Jeff Hudmire, who walked the commission through state and federal funding eligibility, said federal capital programs such as STBG and Carbon Reduction are largely limited to capital investments. "There are really limited opportunities to use federal funds beyond what we are already using," he said, and he described CMAQ as a helpful but small contribution (roughly $2 million a year available to CDOT), and FTA formula funds as essentially spoken for by local transit agencies.
That left state sources with narrow eligibility. Hudmire said HTTF funds broadly cannot be used for transit operations and that MMOF and Faster Transit dollars are already committed. "The Transportation Commission reserve is not a funding source for ongoing operations," he added, calling it suitable only for short-term shortages.
Staff framed two near-term packages previously discussed (reallocations and a one-time FY27 transfer) as stopgap steps and urged exploration of a longer-term partnership with the Colorado Transportation Investment Office (CTIO). Piper Darlington said CTIO-controlled streams could provide flexibility. The two CTIO candidates are the congestion-impact fee authorized by Senate Bill 24184 (a statutory fee already dedicated to transit and rail) and toll revenues, though both have competing demands — notably passenger-rail projects — and legal and TABOR-related constraints that would need resolution.

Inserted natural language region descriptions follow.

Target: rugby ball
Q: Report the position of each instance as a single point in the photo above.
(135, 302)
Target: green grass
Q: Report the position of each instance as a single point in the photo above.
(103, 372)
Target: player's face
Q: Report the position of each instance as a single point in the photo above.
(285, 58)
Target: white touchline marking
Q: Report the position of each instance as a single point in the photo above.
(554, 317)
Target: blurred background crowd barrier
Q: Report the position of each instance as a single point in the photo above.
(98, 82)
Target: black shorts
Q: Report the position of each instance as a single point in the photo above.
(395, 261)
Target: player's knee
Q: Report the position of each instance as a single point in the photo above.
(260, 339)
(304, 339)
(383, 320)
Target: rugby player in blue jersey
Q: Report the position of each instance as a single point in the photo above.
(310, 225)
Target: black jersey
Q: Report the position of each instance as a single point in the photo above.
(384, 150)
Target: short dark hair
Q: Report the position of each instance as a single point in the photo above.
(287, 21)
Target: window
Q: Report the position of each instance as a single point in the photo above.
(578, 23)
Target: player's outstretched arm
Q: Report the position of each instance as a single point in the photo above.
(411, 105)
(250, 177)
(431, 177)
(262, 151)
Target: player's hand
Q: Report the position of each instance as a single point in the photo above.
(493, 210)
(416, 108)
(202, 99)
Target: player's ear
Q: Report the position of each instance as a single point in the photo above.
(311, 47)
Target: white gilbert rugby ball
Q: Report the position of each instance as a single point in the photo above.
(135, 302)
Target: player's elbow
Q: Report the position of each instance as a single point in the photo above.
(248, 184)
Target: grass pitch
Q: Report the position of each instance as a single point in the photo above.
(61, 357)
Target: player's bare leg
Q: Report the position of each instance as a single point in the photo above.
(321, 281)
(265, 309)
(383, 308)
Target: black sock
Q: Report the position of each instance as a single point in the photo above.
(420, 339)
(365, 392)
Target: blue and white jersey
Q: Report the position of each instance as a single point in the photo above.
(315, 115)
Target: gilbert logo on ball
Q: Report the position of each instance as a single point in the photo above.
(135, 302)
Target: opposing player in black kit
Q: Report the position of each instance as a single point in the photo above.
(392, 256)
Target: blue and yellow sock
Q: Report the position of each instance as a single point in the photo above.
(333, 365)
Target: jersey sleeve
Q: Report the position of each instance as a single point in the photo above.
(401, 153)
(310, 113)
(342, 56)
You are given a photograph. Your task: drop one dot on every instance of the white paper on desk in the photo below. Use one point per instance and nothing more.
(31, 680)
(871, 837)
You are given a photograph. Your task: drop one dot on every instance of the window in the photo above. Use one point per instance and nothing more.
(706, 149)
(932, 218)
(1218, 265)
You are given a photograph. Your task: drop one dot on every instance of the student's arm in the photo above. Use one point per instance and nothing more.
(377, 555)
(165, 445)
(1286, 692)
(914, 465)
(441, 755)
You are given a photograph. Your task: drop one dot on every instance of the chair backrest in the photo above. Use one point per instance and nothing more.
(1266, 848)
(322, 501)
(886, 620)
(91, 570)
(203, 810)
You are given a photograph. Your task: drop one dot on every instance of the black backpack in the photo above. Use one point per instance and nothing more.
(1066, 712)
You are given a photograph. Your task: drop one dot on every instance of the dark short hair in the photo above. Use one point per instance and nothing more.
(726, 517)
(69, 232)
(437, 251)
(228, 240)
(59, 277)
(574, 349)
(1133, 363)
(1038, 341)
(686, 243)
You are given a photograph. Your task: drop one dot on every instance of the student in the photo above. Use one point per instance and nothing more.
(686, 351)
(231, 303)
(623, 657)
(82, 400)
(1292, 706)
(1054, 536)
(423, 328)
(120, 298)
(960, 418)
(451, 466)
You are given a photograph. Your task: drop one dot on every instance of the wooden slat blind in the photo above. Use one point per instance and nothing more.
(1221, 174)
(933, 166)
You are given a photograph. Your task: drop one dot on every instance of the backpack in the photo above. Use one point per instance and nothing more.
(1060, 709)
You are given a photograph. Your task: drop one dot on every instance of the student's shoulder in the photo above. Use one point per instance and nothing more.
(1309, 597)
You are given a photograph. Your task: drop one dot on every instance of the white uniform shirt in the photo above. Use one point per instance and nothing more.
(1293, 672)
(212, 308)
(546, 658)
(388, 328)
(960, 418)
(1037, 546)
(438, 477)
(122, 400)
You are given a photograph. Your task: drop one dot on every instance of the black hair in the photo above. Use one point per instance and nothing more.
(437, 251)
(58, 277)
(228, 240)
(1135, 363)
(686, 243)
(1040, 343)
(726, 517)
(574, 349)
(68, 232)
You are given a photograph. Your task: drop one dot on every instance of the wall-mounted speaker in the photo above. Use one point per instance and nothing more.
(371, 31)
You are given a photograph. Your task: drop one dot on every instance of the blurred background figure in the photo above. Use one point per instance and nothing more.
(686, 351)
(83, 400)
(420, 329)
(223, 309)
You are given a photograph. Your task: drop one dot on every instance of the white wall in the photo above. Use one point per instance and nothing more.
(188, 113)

Commissioners asked detailed follow-ups: whether CMAQ funds had already been repurposed (Hudmire said the $2 million was proposed, not yet reallocated), how mobility hub operating costs are charged (Kelly said they sit in a statewide maintenance contract), and whether the CTIO toll revenues would primarily stay in corridor-specific projects. Staff said CTIO discussions would continue and that additional legal analysis is underway.
Next steps: CDOT said it will return with more detailed funding scenarios, legal assessments on TABOR and ownership, and potential CTIO partnership frameworks at the upcoming meeting when staff plans to ask the commission to consider short-term reallocations and, separately, bring CTIO options for discussion.